Silvio Klein – O Rio dos Sinos é o somatório de arroios de regiões povoadas e com atividades agropastoris, como a agricultura, que também lança mão de produtos químicos. Os arroios tidos como os mais críticos são o Pampa, em Novo Hamburgo, o valão em São Leopoldo, o Estância Velha/Portão. Esses são os “carimbados” historicamente, em função das regiões onde se encontram serem muito povoadas. Mas não estão descartados lançamentos em arroios pequenos. Há alguns dias, no município de Taquara, foi constatada uma mortandade de peixes na foz de um pequeno canal, demonstrando que não há obrigatoriamente a necessidade de ser uma região povoada para que o estado seja crítico. Os lançamentos não escolhem lugar e hora, são irresponsabilidades dos cidadãos. E as estruturas devem estar aparelhadas para identificar e punir, algo que não aconteceu nas últimas duas mortandades.
Que medidas precisam ser tomadas para o rio voltar a ser uma fonte de qualidade de água? Leonardo Maltchik – Muito investimento tecnológico, principalmente na área de saneamento básico.
E o que dizer da qualidade da água que as pessoas estão bebendo? Leonardo Maltchik – Bom, a qualidade da água que sai das torneiras não tem nada a ver com a qualidade da água do rio. Há um bom tratamento feito pelas agências de água, que tiram a água do rio, fazem o processo de limpeza e levam para a população. Esse é um processo que custa em torno de cinco reais o litro de água tratada. E o tratamento que tem sido feito é ótimo. Essas empresas têm minimizado problemas que poderiam ser terríveis para a população.
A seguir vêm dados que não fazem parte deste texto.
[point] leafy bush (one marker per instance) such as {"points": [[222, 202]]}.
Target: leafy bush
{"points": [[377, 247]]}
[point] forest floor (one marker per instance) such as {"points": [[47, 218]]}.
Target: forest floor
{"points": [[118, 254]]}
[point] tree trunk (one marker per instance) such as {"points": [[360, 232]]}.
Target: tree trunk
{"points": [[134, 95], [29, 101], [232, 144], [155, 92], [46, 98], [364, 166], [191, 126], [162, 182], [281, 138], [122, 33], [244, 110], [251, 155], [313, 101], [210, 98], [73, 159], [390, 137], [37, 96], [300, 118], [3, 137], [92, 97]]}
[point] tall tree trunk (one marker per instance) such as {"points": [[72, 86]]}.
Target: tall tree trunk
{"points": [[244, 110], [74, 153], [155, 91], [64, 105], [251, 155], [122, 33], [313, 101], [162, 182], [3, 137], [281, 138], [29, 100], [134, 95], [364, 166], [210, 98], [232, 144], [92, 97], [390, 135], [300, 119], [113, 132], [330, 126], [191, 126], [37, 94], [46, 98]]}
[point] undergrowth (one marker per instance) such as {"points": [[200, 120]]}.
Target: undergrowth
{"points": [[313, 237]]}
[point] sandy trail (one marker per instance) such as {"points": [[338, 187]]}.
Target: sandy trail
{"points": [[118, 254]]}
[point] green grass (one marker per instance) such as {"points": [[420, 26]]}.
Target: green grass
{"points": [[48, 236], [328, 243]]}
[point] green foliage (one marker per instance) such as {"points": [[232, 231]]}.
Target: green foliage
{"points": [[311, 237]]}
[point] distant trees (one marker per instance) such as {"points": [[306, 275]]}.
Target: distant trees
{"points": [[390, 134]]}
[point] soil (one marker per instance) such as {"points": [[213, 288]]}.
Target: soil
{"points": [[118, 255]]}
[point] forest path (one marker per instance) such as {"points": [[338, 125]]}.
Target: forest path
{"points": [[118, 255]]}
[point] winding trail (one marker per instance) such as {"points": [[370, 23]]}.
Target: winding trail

Silvio Klein – Todas as operadoras de abastecimento precisam seguir regras estabelecidas pelo Ministério da Saúde. Os exames são contínuos, de hora em hora, para o abastecimento das comunidades. Os exames são rigorosos e dão essa tranquilidade. Claro que às vezes com um custo elevado para retirar os produtos colocados na água. Mas a salubridade está garantida pelas exigências e padrões de análise impostos.
Como o senhor analisa a fiscalização do rio nesse momento? Silvio Klein – A fiscalização aumentou, mas está longe de ser suficiente. Mesmo que a estrutura de fiscalização fosse maior, ainda assim não está aparelhada para captar imediatamente lançamentos criminosos. Há ainda muito para avançar nesse sentido. Temos de lutar para que as prefeituras tenham estrutura permanente de fiscalização. A Fepam tem um déficit de 30 pessoas e não consegue atender a todo o Estado. Existe já uma melhoria na forma de atuar, mas muito aquém da necessidade.